Commanding the 93rd Pennsylvania Infantry at Gettysburg was Major John I. Nevin, sometimes referred to John J. Nevin or John G. Nevin in the military records. Nevin first enlisted as a 2nd Lieutenant in Company G of the 28th Pennsylvania Infantry on 11 July 1861. He was taken prisoner on 29 February 1862 and after his release, he returned to the regiment and was promoted to Captain of Independent Battery H of the Pennsylvania Light Artillery. Just three months before the Battle of Gettysburg, he joined the 93rd Pennsylvania Infantry headquarters as a Major. While still with the regiment, he was wounded on 5 May 1864 at the Wilderness, which resulted in his discharge on 27 October 1864.
Of the few records available for John I. Nevin, the 1880 Census for Sewickley, Allegheny County, Pennsylvania, gives his occupation as editor and his wife’s name as Ella. His first enlistment in 1861 was from Allegheny County, Pennsylvania, which he gave as his residence, and his first “muster in” was at White Sweet Springs, the same general location.

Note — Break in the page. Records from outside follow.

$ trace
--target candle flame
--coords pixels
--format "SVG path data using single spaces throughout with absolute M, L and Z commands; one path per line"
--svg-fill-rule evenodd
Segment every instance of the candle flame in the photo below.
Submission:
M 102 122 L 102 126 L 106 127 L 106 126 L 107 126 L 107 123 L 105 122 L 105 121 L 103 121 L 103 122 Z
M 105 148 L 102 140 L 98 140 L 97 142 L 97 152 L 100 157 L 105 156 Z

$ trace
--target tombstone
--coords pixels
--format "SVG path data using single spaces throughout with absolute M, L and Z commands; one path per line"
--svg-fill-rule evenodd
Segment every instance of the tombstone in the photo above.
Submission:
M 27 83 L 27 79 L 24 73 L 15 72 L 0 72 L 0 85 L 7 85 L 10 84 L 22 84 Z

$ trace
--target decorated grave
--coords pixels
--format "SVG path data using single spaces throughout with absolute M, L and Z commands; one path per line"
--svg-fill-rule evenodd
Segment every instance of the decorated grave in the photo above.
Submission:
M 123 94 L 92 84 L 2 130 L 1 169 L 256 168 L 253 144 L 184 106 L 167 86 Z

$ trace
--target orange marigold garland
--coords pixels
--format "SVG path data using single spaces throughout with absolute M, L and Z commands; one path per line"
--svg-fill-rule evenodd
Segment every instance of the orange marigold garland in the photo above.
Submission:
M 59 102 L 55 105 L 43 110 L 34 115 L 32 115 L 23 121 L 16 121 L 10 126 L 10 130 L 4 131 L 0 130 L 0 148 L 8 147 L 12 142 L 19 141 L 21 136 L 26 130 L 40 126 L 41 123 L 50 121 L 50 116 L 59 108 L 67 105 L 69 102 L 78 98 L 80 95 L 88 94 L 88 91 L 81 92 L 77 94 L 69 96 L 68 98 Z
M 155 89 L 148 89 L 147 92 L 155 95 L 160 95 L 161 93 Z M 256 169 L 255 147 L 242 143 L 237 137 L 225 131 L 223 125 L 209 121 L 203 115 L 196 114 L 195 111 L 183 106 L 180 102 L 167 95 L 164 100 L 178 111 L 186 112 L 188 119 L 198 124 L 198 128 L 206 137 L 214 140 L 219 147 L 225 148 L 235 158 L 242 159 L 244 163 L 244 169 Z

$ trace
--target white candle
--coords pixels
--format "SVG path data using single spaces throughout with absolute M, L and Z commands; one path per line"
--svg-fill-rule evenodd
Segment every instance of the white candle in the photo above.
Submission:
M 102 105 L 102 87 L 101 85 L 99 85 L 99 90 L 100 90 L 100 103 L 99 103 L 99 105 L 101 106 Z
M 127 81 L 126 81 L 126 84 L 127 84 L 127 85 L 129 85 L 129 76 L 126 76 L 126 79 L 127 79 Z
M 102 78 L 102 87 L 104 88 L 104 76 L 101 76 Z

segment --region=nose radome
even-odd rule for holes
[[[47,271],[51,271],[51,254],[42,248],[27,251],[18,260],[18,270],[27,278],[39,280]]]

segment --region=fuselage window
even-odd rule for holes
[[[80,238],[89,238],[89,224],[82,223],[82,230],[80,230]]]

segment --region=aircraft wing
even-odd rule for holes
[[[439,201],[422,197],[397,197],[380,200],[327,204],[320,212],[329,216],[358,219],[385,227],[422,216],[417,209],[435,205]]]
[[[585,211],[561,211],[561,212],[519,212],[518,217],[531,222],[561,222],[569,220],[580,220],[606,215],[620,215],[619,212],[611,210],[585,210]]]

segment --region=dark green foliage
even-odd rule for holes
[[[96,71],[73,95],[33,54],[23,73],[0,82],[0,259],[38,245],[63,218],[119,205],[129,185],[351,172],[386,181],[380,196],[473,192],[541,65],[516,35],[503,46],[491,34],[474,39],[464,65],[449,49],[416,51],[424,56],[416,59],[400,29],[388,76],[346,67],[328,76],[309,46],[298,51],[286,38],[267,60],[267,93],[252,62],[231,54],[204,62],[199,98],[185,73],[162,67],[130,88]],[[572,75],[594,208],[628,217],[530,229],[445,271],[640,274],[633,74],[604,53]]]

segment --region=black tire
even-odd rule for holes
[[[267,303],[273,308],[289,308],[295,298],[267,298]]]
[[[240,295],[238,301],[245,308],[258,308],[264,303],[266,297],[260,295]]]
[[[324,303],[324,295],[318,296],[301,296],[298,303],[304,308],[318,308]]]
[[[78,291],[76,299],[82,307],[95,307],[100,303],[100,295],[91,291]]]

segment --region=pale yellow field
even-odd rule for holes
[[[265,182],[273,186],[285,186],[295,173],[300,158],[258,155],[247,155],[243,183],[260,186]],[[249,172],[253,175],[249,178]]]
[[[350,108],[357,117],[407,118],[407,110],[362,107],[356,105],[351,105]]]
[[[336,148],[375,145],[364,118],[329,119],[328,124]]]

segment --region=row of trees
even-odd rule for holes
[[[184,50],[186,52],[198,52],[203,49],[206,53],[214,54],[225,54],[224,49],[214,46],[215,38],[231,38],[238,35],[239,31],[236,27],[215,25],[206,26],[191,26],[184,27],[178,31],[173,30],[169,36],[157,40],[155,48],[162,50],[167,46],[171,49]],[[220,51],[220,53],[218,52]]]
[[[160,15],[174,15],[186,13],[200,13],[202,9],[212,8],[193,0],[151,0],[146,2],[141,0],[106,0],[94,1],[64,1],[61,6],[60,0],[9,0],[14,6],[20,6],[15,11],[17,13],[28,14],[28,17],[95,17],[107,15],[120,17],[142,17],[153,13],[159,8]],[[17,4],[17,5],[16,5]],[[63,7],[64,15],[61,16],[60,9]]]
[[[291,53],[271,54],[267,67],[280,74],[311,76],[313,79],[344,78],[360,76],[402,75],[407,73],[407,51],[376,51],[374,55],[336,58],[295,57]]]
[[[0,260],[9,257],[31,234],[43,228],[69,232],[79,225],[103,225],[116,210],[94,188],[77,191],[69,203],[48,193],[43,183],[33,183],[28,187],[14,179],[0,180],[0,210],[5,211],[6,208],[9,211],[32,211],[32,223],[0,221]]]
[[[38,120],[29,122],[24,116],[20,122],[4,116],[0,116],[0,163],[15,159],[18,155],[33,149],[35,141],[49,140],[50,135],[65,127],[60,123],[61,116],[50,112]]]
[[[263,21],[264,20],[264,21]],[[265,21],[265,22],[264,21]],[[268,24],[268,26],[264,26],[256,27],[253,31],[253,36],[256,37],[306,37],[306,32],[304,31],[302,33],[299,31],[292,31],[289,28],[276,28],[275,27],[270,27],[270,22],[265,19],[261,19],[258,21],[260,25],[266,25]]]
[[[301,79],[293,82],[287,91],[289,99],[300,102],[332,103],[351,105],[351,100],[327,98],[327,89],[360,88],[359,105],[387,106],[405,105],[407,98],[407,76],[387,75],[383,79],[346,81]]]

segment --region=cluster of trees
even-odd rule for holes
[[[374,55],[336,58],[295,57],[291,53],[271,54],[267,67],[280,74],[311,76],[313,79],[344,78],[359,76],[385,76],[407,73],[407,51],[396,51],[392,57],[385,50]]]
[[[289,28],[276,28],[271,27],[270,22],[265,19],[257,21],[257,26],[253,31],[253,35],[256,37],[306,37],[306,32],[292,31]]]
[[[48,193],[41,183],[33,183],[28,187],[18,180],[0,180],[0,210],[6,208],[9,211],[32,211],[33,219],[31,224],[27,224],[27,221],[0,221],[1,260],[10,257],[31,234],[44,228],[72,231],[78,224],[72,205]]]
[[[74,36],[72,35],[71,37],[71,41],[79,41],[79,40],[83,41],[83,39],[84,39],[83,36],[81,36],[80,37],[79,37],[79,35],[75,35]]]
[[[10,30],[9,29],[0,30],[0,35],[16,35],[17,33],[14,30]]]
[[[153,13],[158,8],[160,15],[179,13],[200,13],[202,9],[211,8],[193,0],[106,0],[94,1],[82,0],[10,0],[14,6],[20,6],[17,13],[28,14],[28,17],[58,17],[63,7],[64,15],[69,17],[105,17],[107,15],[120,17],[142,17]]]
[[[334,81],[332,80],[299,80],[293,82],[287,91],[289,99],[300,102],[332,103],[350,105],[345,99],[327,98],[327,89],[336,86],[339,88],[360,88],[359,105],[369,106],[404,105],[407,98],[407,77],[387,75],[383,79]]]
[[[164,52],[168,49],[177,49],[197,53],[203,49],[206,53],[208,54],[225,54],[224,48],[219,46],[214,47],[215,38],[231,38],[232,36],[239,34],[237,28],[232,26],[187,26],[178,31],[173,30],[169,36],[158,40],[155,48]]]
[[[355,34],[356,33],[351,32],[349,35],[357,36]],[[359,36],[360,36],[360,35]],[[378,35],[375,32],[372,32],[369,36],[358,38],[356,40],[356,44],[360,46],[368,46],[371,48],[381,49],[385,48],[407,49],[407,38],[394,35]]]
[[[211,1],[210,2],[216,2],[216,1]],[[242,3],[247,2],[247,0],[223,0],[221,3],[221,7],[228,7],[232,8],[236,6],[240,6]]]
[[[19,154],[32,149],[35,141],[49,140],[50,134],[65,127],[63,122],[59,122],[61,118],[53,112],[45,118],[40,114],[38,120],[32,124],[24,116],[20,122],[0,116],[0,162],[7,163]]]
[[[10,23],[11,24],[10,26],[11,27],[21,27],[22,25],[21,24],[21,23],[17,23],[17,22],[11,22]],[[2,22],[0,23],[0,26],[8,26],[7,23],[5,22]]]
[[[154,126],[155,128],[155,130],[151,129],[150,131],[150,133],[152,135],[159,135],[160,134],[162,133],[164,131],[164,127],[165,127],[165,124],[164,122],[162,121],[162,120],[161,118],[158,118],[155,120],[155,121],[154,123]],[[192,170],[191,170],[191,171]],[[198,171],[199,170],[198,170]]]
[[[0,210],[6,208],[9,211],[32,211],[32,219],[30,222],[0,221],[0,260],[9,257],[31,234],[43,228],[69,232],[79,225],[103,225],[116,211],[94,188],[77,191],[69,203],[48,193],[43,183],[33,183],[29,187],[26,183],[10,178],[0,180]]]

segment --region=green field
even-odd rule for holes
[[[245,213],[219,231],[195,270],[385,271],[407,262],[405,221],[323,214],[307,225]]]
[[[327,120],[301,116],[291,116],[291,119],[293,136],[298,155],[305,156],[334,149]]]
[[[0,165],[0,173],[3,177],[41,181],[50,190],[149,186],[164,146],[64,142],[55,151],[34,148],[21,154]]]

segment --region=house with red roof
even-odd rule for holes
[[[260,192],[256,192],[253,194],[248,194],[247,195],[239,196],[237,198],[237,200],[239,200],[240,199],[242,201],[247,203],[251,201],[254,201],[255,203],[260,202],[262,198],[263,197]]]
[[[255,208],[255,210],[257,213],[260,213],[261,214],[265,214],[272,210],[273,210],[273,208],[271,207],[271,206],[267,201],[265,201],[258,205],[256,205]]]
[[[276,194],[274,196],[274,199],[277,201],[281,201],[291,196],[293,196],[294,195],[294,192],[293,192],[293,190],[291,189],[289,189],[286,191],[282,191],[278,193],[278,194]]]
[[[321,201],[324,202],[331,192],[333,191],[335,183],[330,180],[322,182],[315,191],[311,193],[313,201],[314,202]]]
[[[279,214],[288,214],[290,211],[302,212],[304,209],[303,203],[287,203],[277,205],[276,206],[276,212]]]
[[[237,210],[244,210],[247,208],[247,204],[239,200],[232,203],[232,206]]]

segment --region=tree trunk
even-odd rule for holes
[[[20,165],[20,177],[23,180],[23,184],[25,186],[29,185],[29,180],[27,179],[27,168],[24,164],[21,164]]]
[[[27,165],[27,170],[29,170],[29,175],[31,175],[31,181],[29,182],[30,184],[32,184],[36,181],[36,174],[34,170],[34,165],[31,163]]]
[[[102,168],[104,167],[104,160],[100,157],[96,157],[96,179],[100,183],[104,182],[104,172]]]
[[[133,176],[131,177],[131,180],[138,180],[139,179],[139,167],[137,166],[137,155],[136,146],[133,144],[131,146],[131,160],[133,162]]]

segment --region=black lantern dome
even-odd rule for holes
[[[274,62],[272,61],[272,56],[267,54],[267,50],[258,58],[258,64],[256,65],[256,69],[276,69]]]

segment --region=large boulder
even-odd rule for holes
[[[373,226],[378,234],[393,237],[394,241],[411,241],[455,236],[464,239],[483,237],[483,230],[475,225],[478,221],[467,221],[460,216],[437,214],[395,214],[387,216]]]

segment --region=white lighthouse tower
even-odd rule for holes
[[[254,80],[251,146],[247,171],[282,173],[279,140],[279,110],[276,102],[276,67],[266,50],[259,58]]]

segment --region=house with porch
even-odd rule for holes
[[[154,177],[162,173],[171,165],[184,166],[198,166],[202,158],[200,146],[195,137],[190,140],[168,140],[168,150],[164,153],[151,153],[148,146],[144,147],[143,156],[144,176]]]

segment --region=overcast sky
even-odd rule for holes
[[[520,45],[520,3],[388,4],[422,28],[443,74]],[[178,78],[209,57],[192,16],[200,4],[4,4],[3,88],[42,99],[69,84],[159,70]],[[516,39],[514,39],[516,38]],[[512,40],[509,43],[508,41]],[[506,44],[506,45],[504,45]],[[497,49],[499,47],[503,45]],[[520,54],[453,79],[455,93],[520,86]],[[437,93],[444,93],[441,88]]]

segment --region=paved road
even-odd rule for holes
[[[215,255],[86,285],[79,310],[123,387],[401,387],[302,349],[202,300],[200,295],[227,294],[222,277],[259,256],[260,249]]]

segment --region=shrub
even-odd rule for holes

Note: “Sewickley” is an Indian word for “sweet water.” Despite the fact that his wounds at the Wilderness were most likely the cause of his discharge, there is no record that he applied for a pension.
According to his Pension Index Card, John I. Nevin died on 5 January 1884 at Sewickley. For some unknown reason, his widow, Eleanor H. Nevin, did not apply for benefits until 17 September 1930.
Around the base of the Pennsylvania Memorial at Gettysburg are a series of plaques which, by regiment and company, note the names of every soldier who was present at the Battle of Gettysburg. The plaque for the 93rd Pennsylvania Infantry is pictured below. By clicking on the plaque it should enlarge so the names can be more clearly read. If a name does not appear, it could be that the soldier did serve in the 93rd Pennsylvania Infantry, but was not part of the regiment during its days at Gettysburg. There could also be errors on the plaque.